Come anticipato in apertura dell’articolo, il trattamento farmacologico dei disturbi mentali ha suscitato numerosi dibattiti, non solo in termini clinici, ma anche riguardo agli aspetti sociali ed etici. Da una parte si sostiene un’eccessiva medicalizzazione della malattia mentale; dall’altra il contrario. Il punto è che, come dimostrano anche i gravissimi episodi di cronaca che affollano le pagine dei giornali, la malattia mentale, anche molto grave, esiste e va affrontata.

Urge quindi andare oltre i tabù che, per quanto diminuiti ancora sussistono, e offrire il giusto supporto alle persone che ne sono affette e, naturalmente, anche alle loro famiglie.

Del resto, la malattia mentale, così come quella degli altri organi può influenzare moltissimo la vita delle persone fino a comprometterne l’esistenza, per questo è opportuno cercare di arginare il fenomeno e prevenirlo, intervenendo sui più giovani con la psicoterapia. Tuttavia, quando l’uso dei farmaci diventa necessario è opportuno ricorrervi senza preconcetti o pregiudizi. Sapendo che, quando si parla di salute e specialmente di salute mentale, ogni caso è a sé e non esistono ricette o formule valide per tutti.

A tal proposito hanno un valore importantissimo gli studi portati avanti a Scuola di psicoterapia dinamica Bios Psychè che, per la casa editrice l’Asino d’Oro Edizioni ha pubblicato una collana di pubblicazioni scientifiche dedicata alla psichiatria e alla psicoterapia, articolata in tre serie: «Manuali», «La memoria», «Proposte», che affrontano i fenomeni legati alle psicosi.



RIFERIMENTI BIBLIOGRAFICI

Domande e risposte

Quali sono gli psicofarmaci più usati?

I più usati fanno parte di due famiglie: quella degli SSRI (ad esempio, paroxetina e sertralina) e degli SNRI (ad esempio, dulossetina). Negli ultimi mesi si sono aggiunte molecole importanti come: l'esketamina e il brexanolone.

Chi assume psicofarmaci vive di meno?

I malati psichiatrici vivono in media dai cinque ai 17 anni in meno a seconda delle patologie. Una mortalità che non è legata semplicemente all’assunzione di farmaci ma anche all’accumulazione di altre patologie.

Gli psicofarmaci hanno effetti irreversibili?

L'effetto degli psicofarmaci sul sistema nervoso è reversibile, quindi cessa alla sospensione del trattamento, senza lasciare conseguenze irreversibili.
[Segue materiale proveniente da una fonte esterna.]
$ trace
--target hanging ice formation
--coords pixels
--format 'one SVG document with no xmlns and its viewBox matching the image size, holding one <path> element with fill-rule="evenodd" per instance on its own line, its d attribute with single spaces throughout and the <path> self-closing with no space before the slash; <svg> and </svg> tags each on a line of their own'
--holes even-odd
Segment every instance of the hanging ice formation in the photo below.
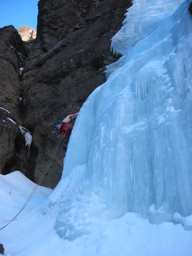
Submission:
<svg viewBox="0 0 192 256">
<path fill-rule="evenodd" d="M 134 1 L 112 41 L 123 57 L 81 108 L 61 180 L 30 227 L 17 222 L 30 248 L 18 255 L 192 255 L 192 231 L 148 222 L 192 226 L 189 3 Z"/>
</svg>

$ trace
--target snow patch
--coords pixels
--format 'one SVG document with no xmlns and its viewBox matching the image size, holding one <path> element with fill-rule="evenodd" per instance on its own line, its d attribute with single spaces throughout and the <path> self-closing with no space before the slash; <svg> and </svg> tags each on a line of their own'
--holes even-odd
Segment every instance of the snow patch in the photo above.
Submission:
<svg viewBox="0 0 192 256">
<path fill-rule="evenodd" d="M 16 123 L 14 122 L 13 121 L 13 120 L 12 120 L 11 118 L 7 118 L 7 119 L 8 119 L 8 120 L 9 120 L 9 121 L 10 121 L 11 122 L 13 122 L 14 124 L 15 124 L 15 125 L 17 125 Z"/>
<path fill-rule="evenodd" d="M 23 134 L 25 136 L 25 146 L 27 146 L 27 148 L 28 149 L 28 154 L 29 151 L 30 149 L 30 147 L 31 146 L 31 143 L 32 142 L 32 136 L 31 135 L 30 132 L 28 131 L 26 128 L 24 127 L 22 127 L 22 126 L 20 126 L 19 125 L 19 129 L 20 129 L 20 131 L 22 134 Z"/>
</svg>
Quanto dura una cura con psicofarmaci?

Le tempistiche cambiano da caso in caso. In generale, la maggioranza dei trattamenti farmacologici in psichiatria ha una durata preventivata media di 1-2 anni.

Cosa succede quando si interrompe una cura a base di psicofarmaci?

L'astinenza dovuta a una sospensione poco equilibrata degli antidepressivi può manifestarsi con sintomi diversi, a vari livelli: nausea, vertigini, ansia, palpitazioni, insonnia, rabbia, scarsa concentrazione.

Qual è lo psicofarmaco più potente?

La clozapina, che blocca anche molti altri recettori, è il farmaco più efficace per i sintomi psicotici ma viene utilizzata  raramente a causa dei gravi effetti collaterali, tra cui la necessità di un continuo monitoraggio con esami del sangue.